We want to find the probability that a healthy person tests positive two times.
To me I feel we should look at the false positives, people that test positive but are healthy. Which calculates at 100-90 = 10. Therefore the probability of testing positive twice and being healthy is 10% x 10% = 1%.
The results I'm seeing from another source is that we should be calculating the false positive rate from the true negative, i.e 100 - 85 = 15. And then 15% x 15% = 2.25%
This seems back to front to me, could I get clarification on which is actually right?
In theory if we have 100 people who tested positive, then to me it seems 90 of them actually have the virus (90% true positive), and 10 tested positive but don't (10% false positive).
As for the numbers involved... $90\%$ is the probability that a person tests positive given that they are truly sick.
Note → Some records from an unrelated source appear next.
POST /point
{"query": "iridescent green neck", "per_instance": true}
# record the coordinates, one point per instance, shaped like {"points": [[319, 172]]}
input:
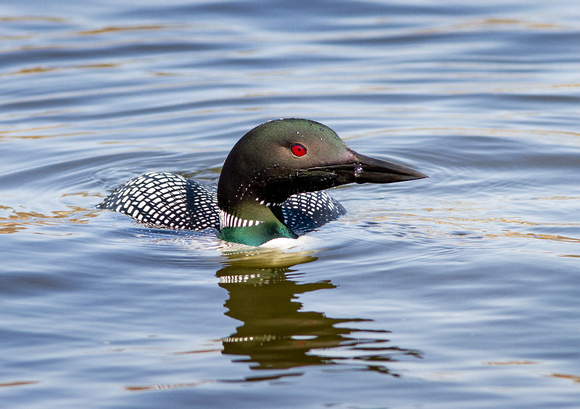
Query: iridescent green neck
{"points": [[252, 225]]}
That is, $\Pr(\text{positive}\mid\text{is sick})$
On the other hand, $100\%-90\% = 10\%$ is the probability that a person tests negative given that they are truly sick... that is $$1-\Pr(\text{positive}\mid\text{is sick}) = \Pr(\neg \text{positive}\mid\text{is sick})=\Pr(\text{negative}\mid\text{is sick})$$ Again, this $10\%$ value is the probability of a false negative. It is not, as you thought, the probability of testing positive given not sick.
Reworded... $\Pr(A\mid B)+\Pr(\neg A\mid B)=1$ is a valid identity. You tried to say that $\Pr(A\mid B)+\Pr(A\mid\neg B)=1$ which is false and invalid.